# Contrast Ratio



## Dream Theater (Sep 14, 2014)

How concerned about contrast ratio should I really be? I read an article that manufactures don't truly know what the contrast ratio is and consumers should be more concerned about lumens than the contrast ratio. Would love to hear all of your thoughts ?


----------



## mvision7m (Feb 9, 2013)

Dream Theater said:


> How concerned about contrast ratio should I really be? I read an article that manufactures don't truly know what the contrast ratio is and consumers should be more concerned about lumens than the contrast ratio. Would love to hear all of your thoughts ?
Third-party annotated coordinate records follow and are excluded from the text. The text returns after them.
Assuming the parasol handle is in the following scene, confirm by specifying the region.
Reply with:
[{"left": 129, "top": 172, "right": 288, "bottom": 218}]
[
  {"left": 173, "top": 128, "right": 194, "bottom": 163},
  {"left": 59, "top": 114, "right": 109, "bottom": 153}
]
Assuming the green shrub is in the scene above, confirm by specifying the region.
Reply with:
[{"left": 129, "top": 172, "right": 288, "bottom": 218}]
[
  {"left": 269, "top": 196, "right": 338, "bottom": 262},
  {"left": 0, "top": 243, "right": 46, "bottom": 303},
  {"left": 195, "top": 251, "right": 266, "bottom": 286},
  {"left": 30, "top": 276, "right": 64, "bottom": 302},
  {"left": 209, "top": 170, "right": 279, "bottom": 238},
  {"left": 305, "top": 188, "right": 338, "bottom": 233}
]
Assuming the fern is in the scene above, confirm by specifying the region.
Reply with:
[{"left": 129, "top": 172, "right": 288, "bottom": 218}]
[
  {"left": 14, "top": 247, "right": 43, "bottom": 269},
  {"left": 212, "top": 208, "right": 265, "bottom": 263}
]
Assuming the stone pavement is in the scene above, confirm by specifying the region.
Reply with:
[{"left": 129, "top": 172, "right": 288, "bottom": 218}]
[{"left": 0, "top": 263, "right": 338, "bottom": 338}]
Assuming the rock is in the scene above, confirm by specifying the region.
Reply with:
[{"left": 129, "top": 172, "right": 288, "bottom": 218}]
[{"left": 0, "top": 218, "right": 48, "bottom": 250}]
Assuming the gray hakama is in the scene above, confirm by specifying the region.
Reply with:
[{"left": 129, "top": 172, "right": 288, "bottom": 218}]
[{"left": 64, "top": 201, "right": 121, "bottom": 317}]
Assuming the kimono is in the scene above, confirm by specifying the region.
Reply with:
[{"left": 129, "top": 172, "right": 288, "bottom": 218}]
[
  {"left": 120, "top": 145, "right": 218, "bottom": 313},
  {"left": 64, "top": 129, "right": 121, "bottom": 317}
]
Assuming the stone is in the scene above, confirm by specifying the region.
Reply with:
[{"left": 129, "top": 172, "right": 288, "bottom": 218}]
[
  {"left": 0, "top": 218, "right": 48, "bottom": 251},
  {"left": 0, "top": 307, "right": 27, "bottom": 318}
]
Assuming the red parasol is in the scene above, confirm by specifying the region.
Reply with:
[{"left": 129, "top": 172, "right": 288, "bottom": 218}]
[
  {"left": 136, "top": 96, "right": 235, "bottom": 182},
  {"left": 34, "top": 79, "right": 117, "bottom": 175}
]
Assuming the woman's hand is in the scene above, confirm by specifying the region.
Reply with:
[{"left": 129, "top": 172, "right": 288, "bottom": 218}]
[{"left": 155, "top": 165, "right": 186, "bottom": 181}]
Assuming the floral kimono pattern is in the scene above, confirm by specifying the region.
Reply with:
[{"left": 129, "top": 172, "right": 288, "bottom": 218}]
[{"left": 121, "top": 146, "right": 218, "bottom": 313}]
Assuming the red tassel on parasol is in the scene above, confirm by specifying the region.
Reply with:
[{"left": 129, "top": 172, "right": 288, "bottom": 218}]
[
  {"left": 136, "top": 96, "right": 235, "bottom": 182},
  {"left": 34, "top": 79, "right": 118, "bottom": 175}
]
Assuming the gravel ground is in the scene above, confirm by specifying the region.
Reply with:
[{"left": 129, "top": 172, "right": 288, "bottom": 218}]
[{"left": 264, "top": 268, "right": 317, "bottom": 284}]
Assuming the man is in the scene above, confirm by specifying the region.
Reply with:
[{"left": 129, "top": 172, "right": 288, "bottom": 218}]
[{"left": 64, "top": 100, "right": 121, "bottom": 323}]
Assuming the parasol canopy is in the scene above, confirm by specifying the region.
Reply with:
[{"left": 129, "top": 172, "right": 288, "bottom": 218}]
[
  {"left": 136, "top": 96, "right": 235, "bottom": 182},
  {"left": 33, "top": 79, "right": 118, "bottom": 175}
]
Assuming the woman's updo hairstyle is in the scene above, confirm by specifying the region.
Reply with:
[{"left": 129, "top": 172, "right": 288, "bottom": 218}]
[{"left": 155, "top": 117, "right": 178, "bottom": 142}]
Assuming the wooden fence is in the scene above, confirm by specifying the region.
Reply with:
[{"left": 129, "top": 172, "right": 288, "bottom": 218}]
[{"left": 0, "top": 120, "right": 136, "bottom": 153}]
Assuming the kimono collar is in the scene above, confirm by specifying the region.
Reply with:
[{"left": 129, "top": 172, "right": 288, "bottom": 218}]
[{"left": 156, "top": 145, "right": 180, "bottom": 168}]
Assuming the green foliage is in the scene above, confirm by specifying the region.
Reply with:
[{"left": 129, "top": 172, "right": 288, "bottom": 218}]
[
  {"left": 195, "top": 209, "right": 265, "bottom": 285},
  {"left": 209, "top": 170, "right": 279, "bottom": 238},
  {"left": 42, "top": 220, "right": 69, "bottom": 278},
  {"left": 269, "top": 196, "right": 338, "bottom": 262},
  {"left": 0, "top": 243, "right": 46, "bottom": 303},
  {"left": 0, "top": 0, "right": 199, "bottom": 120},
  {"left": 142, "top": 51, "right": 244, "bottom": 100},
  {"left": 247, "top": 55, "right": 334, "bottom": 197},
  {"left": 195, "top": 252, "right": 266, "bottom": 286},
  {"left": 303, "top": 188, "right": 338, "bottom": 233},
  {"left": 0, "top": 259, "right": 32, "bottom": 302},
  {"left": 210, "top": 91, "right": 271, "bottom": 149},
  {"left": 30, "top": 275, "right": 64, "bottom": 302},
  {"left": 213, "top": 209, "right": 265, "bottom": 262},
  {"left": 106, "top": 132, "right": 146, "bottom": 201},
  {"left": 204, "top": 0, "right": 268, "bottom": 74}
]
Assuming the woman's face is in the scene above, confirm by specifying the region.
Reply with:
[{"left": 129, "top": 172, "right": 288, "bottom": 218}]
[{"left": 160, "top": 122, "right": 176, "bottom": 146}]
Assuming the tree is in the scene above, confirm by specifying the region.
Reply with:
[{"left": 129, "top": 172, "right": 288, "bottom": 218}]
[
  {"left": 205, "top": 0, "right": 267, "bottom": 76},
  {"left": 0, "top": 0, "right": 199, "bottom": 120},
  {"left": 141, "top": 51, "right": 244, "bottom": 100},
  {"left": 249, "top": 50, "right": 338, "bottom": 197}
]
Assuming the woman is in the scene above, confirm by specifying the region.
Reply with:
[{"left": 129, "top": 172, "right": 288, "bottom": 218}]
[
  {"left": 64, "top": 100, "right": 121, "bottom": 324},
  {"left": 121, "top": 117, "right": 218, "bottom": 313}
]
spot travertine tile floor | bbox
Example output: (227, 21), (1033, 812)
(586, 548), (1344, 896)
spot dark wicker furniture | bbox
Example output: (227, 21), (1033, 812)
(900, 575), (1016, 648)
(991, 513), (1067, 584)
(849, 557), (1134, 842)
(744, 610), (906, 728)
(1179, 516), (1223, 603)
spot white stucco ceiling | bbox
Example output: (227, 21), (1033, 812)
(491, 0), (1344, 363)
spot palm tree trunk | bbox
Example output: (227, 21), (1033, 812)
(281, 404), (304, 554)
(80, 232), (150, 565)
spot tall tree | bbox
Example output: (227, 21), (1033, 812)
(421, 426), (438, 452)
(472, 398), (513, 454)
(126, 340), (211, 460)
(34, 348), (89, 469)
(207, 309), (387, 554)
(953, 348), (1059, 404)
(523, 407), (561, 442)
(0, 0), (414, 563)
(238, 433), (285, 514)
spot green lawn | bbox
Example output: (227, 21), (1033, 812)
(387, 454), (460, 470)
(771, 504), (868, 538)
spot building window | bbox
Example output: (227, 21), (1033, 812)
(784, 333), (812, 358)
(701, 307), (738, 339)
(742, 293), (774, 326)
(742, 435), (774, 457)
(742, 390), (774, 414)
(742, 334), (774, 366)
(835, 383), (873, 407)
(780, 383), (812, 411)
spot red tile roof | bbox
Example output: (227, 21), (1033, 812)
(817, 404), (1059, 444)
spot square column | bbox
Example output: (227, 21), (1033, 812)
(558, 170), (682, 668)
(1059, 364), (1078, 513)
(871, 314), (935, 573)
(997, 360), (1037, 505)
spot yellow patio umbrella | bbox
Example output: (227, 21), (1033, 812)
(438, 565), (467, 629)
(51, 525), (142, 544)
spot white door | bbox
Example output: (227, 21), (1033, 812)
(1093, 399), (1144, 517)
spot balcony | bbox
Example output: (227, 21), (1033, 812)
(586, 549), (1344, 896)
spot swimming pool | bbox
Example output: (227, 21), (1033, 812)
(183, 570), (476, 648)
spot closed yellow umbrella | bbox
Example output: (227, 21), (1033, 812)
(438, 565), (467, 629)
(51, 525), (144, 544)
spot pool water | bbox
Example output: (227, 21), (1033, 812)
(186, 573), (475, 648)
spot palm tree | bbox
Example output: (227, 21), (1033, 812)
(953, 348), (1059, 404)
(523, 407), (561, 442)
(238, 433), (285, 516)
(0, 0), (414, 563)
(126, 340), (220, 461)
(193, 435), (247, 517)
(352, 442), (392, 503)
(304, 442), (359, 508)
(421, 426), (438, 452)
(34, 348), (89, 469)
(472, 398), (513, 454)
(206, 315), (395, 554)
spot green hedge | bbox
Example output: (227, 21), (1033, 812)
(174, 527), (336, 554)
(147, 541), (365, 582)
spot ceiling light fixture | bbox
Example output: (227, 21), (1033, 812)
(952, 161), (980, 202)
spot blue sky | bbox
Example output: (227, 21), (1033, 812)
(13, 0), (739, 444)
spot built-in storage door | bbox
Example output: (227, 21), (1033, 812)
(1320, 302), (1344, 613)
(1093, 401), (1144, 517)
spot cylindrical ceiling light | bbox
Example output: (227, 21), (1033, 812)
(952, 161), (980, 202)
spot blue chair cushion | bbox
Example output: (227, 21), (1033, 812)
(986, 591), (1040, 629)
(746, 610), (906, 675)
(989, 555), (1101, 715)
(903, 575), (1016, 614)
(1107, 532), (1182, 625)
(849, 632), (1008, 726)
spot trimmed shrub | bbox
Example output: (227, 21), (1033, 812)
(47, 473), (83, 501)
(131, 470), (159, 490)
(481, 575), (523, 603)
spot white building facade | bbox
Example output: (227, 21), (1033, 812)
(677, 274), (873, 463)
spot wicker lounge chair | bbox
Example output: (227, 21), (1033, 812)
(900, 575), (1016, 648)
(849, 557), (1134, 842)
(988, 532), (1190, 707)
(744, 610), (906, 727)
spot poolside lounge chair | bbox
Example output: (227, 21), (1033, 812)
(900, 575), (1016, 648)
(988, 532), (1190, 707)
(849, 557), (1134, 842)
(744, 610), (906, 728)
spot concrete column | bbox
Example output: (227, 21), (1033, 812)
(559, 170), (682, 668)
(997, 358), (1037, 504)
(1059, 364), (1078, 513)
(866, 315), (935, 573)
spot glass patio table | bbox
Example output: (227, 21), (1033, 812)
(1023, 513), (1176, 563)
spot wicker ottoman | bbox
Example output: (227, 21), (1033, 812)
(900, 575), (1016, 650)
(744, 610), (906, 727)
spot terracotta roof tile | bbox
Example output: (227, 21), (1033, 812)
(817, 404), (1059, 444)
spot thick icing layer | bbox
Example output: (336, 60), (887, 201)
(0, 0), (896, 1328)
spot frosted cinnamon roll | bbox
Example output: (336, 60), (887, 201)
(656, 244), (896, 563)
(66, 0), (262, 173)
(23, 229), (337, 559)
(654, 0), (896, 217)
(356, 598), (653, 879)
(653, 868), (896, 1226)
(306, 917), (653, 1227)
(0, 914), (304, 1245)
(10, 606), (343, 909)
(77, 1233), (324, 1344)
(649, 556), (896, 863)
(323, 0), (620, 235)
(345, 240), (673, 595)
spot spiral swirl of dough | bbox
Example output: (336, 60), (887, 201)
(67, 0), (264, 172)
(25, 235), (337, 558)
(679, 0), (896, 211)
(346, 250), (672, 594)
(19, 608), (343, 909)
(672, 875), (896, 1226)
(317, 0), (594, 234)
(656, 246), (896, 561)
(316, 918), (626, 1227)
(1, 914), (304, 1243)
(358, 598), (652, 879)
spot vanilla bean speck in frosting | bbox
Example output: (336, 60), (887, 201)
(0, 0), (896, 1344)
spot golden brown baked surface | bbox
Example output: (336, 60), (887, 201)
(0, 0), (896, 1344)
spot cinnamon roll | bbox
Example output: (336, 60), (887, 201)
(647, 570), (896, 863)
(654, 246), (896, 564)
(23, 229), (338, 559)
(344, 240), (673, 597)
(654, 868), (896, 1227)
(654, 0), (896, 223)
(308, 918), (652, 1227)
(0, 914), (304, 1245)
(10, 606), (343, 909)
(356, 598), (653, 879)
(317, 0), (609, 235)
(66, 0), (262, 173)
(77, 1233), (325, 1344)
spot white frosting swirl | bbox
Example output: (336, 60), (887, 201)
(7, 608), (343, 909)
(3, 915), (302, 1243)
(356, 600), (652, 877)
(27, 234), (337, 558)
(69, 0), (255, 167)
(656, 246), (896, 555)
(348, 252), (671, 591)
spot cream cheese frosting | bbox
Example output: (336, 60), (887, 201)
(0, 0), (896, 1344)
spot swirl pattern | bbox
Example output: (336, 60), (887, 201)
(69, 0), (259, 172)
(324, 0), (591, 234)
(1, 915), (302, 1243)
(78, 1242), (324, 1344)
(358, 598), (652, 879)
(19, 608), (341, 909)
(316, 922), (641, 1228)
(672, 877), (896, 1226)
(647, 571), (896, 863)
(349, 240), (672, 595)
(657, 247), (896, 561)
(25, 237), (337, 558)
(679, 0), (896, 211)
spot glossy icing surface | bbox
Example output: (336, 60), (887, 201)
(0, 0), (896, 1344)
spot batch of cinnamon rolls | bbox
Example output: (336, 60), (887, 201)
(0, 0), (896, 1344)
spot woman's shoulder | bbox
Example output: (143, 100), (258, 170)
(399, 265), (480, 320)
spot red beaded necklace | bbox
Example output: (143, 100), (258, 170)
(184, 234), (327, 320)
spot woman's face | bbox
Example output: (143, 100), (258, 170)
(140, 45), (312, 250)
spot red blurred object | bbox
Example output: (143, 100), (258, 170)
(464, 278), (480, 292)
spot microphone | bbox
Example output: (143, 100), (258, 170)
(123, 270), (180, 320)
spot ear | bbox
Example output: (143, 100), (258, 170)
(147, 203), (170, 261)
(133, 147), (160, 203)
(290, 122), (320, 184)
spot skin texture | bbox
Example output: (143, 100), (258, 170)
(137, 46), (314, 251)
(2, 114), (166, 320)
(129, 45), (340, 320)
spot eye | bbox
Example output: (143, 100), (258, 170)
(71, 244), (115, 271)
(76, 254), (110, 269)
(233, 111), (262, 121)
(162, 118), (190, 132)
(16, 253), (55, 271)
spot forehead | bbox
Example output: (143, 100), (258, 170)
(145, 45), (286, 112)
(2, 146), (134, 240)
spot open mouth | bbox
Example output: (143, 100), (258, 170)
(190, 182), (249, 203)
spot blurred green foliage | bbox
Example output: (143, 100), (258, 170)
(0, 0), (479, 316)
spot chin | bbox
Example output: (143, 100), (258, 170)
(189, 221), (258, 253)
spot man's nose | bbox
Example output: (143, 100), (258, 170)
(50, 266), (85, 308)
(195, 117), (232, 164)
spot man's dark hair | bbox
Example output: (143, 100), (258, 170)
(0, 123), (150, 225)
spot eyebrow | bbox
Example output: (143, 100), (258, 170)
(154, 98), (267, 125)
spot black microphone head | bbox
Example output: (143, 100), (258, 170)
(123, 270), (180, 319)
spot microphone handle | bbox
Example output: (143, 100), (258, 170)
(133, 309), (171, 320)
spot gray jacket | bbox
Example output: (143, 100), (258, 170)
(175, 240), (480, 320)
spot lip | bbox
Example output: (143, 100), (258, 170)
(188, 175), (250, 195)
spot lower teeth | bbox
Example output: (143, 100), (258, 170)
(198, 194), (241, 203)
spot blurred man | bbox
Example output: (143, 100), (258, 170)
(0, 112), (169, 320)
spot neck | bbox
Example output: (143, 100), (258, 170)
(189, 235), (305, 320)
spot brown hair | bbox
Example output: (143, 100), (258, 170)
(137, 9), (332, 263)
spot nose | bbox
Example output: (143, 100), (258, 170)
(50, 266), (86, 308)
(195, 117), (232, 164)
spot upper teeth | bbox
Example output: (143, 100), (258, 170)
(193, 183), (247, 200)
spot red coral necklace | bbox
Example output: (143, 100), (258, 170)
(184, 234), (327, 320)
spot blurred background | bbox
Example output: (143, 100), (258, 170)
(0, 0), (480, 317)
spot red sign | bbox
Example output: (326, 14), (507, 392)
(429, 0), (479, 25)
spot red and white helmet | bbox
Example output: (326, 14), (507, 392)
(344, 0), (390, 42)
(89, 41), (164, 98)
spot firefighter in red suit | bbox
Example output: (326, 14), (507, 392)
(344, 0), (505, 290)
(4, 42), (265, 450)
As far as I know and have ever read, native contrast is the number one aspect of picture quality followed by color saturation and accuracy then resolution, motion handling and video processing. The first two have always been at the top, the remaining three in different respective places.


----------



## willis7469 (Jan 31, 2014)

My experience has been contrast ratios as published by the manufacturer, should be taken with a grain of salt. Since none of them use the same method to measure them, there isn't really a consistent reference point IMO. I usually find reviews of models I'm interested in and make a judgement based on professional test results. 
Also, OT, but am I the only one who thinks having your brand new tv calibrated is like having your new sports car tuned up for 10% of the cost? (I know apples and oranges)


----------